This is an inflammation of the internal lining of the heart. There is at first pain about the heart, whose disordered action may be violent, or else feeble irregular, and intermitting. There is more or less difficulty of breathing, and the organ gives forth some abnormal sounds, such as the bellows murmur, the rasping and sawing murmur, arising from thickening of, or deposit on, some of the valves. One or more of the above symptoms occurring during the course of acute rheumatism, may be considered a sign of endocarditis. The patient generally lies on his back, and his pain may sometimes be so slight as scarcely to be noticed, but in dangerous cases there is extreme anguish, liable to be followed by orthopnoea, or necessity of being in the erect posture to be able to breathe, followed by restlessness, delirium, and death. The murmurs may occur at any stage of the disease from the very beginning towards the close.

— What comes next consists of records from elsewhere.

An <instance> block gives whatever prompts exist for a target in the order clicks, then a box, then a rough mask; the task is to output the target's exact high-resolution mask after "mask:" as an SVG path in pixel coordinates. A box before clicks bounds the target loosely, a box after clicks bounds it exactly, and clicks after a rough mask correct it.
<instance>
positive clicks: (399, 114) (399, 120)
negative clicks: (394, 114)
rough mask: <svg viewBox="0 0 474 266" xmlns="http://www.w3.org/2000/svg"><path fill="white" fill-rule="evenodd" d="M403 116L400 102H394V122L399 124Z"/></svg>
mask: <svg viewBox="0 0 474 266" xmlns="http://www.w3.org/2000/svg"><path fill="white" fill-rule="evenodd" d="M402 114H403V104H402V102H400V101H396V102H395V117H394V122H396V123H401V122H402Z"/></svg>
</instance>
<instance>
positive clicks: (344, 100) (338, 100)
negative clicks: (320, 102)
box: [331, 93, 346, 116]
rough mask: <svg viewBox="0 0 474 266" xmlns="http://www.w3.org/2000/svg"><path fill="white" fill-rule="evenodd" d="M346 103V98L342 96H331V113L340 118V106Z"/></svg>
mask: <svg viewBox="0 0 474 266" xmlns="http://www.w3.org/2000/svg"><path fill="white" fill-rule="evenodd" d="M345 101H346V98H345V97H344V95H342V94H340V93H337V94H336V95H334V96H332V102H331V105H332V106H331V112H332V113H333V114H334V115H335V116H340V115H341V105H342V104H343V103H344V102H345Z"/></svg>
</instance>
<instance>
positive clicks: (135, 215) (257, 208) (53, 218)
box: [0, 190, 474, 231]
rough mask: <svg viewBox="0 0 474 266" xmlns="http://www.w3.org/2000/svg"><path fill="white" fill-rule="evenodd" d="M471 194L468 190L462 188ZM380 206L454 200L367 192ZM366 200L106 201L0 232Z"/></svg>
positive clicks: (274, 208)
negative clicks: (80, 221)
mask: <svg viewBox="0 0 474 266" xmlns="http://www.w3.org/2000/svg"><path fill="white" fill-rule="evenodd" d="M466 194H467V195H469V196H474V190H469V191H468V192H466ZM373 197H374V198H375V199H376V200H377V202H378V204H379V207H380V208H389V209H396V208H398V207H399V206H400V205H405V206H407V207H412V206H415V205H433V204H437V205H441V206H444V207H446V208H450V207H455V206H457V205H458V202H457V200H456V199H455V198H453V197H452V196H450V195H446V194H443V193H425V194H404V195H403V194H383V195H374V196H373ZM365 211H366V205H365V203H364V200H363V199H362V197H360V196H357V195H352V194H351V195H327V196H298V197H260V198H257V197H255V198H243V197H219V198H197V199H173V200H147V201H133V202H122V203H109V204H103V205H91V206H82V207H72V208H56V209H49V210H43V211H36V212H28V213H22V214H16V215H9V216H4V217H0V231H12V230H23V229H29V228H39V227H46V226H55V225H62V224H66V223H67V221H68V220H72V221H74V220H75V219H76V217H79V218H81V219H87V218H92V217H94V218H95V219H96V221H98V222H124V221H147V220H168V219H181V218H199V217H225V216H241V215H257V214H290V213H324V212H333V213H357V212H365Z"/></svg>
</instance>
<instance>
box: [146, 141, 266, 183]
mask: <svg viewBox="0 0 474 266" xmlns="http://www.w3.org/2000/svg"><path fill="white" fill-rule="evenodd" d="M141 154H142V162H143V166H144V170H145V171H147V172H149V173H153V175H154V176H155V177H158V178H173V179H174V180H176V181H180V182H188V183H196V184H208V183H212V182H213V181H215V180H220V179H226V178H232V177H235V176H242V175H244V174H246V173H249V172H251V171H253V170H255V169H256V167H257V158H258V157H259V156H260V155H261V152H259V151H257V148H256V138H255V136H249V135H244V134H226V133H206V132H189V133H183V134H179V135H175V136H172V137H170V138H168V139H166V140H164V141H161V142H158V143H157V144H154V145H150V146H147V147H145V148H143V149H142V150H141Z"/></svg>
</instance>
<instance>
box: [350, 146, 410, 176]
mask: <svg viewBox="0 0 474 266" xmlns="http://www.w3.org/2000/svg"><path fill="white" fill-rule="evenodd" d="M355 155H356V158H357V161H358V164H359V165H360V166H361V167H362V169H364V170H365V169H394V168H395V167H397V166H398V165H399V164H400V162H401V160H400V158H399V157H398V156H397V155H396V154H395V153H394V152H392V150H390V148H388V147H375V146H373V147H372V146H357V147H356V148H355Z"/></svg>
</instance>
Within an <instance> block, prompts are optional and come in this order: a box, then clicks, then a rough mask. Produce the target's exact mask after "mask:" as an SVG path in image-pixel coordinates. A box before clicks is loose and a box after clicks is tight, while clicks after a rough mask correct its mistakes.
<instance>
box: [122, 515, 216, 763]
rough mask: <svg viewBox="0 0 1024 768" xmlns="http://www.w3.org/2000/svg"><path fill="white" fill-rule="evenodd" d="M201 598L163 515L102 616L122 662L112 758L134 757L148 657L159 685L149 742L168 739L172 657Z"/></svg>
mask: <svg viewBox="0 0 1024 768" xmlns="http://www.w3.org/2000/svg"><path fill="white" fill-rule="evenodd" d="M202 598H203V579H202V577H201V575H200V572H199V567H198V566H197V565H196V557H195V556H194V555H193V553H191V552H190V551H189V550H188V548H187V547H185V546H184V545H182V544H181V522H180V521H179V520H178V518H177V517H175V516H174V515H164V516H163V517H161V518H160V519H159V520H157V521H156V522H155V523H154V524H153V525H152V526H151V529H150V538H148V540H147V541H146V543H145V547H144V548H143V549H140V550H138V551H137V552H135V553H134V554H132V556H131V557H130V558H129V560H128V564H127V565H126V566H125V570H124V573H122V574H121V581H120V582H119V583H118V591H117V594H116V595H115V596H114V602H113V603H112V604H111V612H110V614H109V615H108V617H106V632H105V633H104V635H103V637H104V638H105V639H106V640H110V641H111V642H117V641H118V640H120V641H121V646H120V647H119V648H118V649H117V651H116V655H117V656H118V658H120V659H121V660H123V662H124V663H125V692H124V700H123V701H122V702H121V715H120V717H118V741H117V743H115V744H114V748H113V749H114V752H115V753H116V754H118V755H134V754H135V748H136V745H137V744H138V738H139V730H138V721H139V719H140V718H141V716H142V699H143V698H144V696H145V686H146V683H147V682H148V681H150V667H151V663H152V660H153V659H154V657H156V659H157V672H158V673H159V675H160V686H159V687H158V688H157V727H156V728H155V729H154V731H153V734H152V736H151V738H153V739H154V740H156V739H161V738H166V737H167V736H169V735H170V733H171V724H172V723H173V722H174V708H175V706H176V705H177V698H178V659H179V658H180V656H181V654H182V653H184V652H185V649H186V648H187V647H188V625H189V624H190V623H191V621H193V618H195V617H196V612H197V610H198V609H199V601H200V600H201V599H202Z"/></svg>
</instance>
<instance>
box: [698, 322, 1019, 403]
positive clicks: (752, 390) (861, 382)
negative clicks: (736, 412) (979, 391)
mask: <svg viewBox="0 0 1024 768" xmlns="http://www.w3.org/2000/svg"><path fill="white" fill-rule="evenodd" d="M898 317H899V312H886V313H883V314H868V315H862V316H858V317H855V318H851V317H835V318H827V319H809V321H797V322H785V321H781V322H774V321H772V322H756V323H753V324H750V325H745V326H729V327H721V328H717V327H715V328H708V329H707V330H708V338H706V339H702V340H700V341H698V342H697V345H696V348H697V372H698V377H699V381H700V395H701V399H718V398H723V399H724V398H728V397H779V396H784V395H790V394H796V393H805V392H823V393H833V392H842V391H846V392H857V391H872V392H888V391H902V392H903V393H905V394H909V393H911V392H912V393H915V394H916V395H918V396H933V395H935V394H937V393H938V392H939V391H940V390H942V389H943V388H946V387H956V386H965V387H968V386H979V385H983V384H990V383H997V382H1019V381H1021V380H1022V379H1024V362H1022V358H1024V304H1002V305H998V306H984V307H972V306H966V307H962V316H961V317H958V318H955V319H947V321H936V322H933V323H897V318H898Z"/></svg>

TREATMENT. -- The treatment is essentially the same as for pericarditis in the commencement of the attack, with the exception that it may be necessary to administer stimulants in some cases. Leeches may be applied to the cardiac region, and between the shoulders. Digitalis and veratrum should be cautiously administered to control the heart's action. If associated with rheumatism, colchicum should be given. Mustard poultices, blisters or hot packs may be applied to the chest to hasten the absorption of the deposit of lymph.

If myocarditis, or inflammation of the entire substance of the heart, complicates either pericarditis or endocarditis, the active treatment advised in the latter diseases will remove it.